With the idea of testing the robustness of the model to the noise found in the data, certain percentages of the input features were randomly selected from a random quarter of the perturbations in both datasets, and were replaced with zero values. Both totalVI and MultiCPA models were then trained with modified datasets using the same hyper-parameters tuned for the complete datasets, and counterfactual prediction accuracies were calculated as usual. totalVI model was considerably affected by such an intervention while MultiCPA still retains high prediction accuracies even with the most severe scenario for Wessels2022 dataset (Figure 4). The responds to the intervention were comparable for Papalexi2021 dataset. These results suggest that the information of each perturbation effect could be learned via untouched perturbations for MultiCPA but not totalVI, which is then used in test time to predict intervened perturbations in the dataset, as Wessels2022 dataset contains many combined perturbations. However, Papalexi2021 dataset contains only single perturbations, making it unlikely to learn intervened perturbations for both models.
4. Discussion
Harnessing the strength of multiple modalities in extracting the information regarding cellular effect of perturbations helps to acquire a broader insight into perturbation effects. Here, we showed that MultiCPA can provide a more comprehensive characterization of cellular phenotypes and perturbations in an unbiased manner through a joint multimodal data representation and improves the prediction of unseen perturbation combinations with higher accuracy. Moreover, MultiCPA is the first method that learns the effect of individual perturbations on the surface protein data and uses the information to predict unseen perturbation combinations.
Furthermore, the proposed generative deep learning model outperformes the existing totalVI model for multimodal single-cell data integration with regards to overall prediction accuracy in the test split. MultiCPA learns individual perturbation and covariate information from combinations and performs more robustly than totalVI in response to the noise in high-dimensional input data. While totalVI is not devised to learn and combine individual perturbations, MultiCPA exploits learned latent space embeddings to predict unseen combinations in the training data for both modalities. Additionally, relative advantages of two mixture models has been tested in this context, where MultiCPA (concat) was shown to outperform MultiCPA (PoE) in terms of counterfactual prediction accuracy of surface protein data.

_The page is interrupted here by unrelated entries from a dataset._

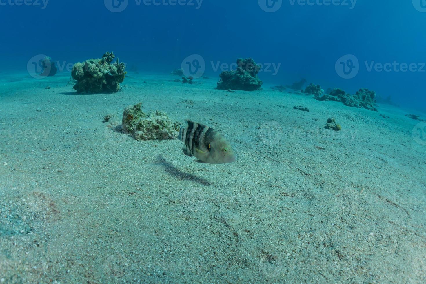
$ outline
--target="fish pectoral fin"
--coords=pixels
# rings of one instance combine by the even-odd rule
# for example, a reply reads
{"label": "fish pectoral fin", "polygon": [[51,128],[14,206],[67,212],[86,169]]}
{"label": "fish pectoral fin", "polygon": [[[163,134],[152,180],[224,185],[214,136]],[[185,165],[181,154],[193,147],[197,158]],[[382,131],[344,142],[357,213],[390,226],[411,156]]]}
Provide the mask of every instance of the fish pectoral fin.
{"label": "fish pectoral fin", "polygon": [[184,146],[182,147],[182,151],[183,151],[184,154],[188,157],[192,157],[192,154],[188,150],[188,148],[187,148],[186,146]]}
{"label": "fish pectoral fin", "polygon": [[204,152],[204,151],[201,151],[198,148],[195,148],[195,150],[196,151],[199,153],[201,153],[201,154],[207,154],[207,152]]}

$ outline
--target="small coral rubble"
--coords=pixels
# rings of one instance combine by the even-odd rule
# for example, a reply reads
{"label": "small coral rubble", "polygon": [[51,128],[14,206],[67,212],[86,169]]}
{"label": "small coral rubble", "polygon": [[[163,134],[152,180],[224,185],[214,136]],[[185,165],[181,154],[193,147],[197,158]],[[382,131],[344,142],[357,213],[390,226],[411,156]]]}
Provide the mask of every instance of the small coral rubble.
{"label": "small coral rubble", "polygon": [[325,128],[338,131],[342,129],[342,126],[336,123],[336,119],[334,118],[330,118],[327,120],[327,125]]}
{"label": "small coral rubble", "polygon": [[77,80],[73,88],[79,93],[116,92],[121,89],[120,83],[125,77],[125,64],[118,60],[112,64],[115,56],[106,52],[102,58],[89,59],[74,64],[71,76]]}
{"label": "small coral rubble", "polygon": [[347,93],[343,90],[335,88],[329,94],[315,95],[315,98],[318,100],[334,100],[341,102],[348,106],[354,106],[359,108],[364,108],[370,110],[377,111],[374,106],[376,104],[376,92],[370,91],[368,89],[362,88],[354,95]]}
{"label": "small coral rubble", "polygon": [[317,97],[322,95],[324,90],[321,88],[321,86],[319,85],[314,85],[311,83],[306,87],[306,89],[305,89],[305,92],[303,92],[308,95],[313,95]]}
{"label": "small coral rubble", "polygon": [[257,77],[260,66],[251,58],[238,59],[236,71],[224,71],[220,74],[217,89],[242,91],[260,89],[263,83]]}
{"label": "small coral rubble", "polygon": [[180,124],[169,118],[165,112],[156,110],[146,114],[142,103],[127,107],[123,113],[123,130],[136,140],[164,140],[177,136]]}

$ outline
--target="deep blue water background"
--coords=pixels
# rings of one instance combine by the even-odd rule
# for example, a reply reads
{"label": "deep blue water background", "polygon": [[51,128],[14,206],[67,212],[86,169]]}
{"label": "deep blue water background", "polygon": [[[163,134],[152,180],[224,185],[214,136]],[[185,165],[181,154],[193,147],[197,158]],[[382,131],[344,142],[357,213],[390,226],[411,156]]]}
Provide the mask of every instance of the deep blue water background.
{"label": "deep blue water background", "polygon": [[[141,73],[168,73],[186,57],[199,54],[206,74],[218,77],[211,61],[230,64],[251,57],[281,63],[276,75],[259,74],[265,87],[303,77],[325,89],[353,93],[366,87],[400,104],[426,109],[426,67],[423,72],[368,72],[364,63],[426,63],[426,13],[411,0],[358,0],[352,9],[349,1],[349,6],[326,6],[284,0],[273,13],[262,10],[257,0],[204,0],[199,9],[195,2],[147,6],[129,0],[119,13],[109,11],[103,0],[50,0],[44,9],[41,0],[41,6],[11,5],[17,1],[0,0],[3,73],[26,71],[38,54],[74,63],[113,51],[128,68],[134,65]],[[360,62],[359,74],[350,79],[335,69],[347,54]]]}

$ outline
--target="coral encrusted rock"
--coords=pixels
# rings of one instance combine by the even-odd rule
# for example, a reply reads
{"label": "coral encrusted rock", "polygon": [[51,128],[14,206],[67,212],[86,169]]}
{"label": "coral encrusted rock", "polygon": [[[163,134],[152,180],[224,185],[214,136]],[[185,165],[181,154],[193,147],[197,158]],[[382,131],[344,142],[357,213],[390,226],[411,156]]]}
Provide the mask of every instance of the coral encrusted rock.
{"label": "coral encrusted rock", "polygon": [[263,82],[257,77],[260,66],[251,58],[237,60],[236,71],[221,73],[217,89],[221,90],[256,91],[260,89]]}
{"label": "coral encrusted rock", "polygon": [[123,113],[123,130],[136,140],[164,140],[176,138],[180,123],[169,118],[163,112],[156,110],[145,114],[142,103],[130,106]]}
{"label": "coral encrusted rock", "polygon": [[112,63],[115,56],[106,52],[102,58],[89,59],[76,63],[72,67],[71,76],[77,80],[73,88],[78,93],[115,93],[121,89],[127,72],[125,64],[118,60]]}

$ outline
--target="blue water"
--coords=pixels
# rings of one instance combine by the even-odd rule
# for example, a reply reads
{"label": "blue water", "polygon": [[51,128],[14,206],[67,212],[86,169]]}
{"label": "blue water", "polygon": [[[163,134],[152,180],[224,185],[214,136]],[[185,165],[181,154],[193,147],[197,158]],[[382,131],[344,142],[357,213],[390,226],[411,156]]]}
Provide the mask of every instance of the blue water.
{"label": "blue water", "polygon": [[[422,0],[337,0],[339,5],[329,6],[327,0],[308,1],[313,5],[268,0],[273,12],[264,11],[266,1],[0,0],[2,71],[25,71],[32,57],[45,54],[67,72],[63,63],[113,51],[128,67],[148,73],[170,73],[185,57],[199,55],[205,74],[215,77],[220,70],[213,66],[251,57],[279,66],[259,74],[265,86],[304,77],[325,89],[353,93],[368,88],[399,104],[425,109]],[[110,11],[114,9],[123,10]],[[338,63],[347,73],[356,69],[350,79],[336,68],[346,55],[359,61]],[[374,65],[394,62],[411,64],[411,70],[381,71]]]}

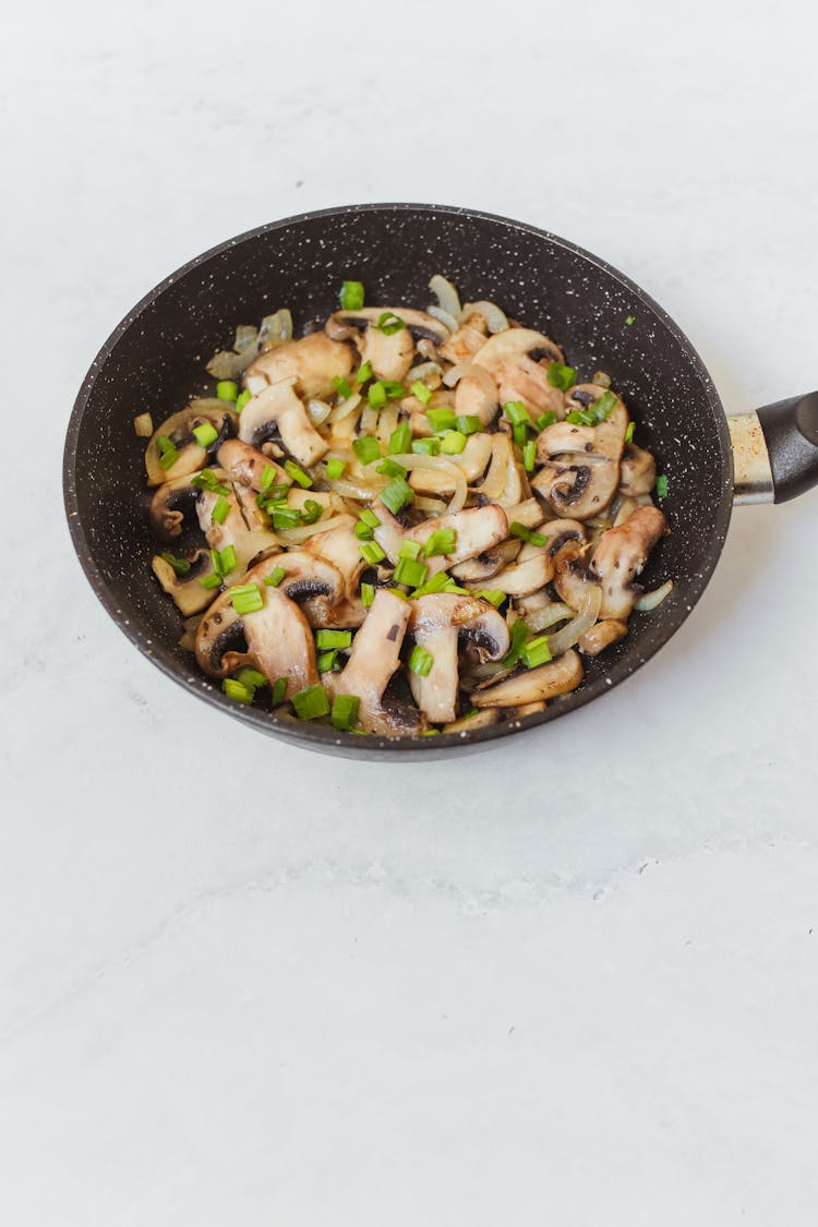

We anticipate MultiCPA to guide exploration of the perturbation space, leading to the development of novel therapeutics (Brochado et al., 2018), and facilitating the discovery of the general principles of a cellular machinery (Muscato et al., 2022) in biological research. As future directions, we aim to extend our model with other cellular modalities, such as chromatin accessibility data by scATAC-seq (Lareau et al., 2019; Lotfollahi et al., 2022) technology.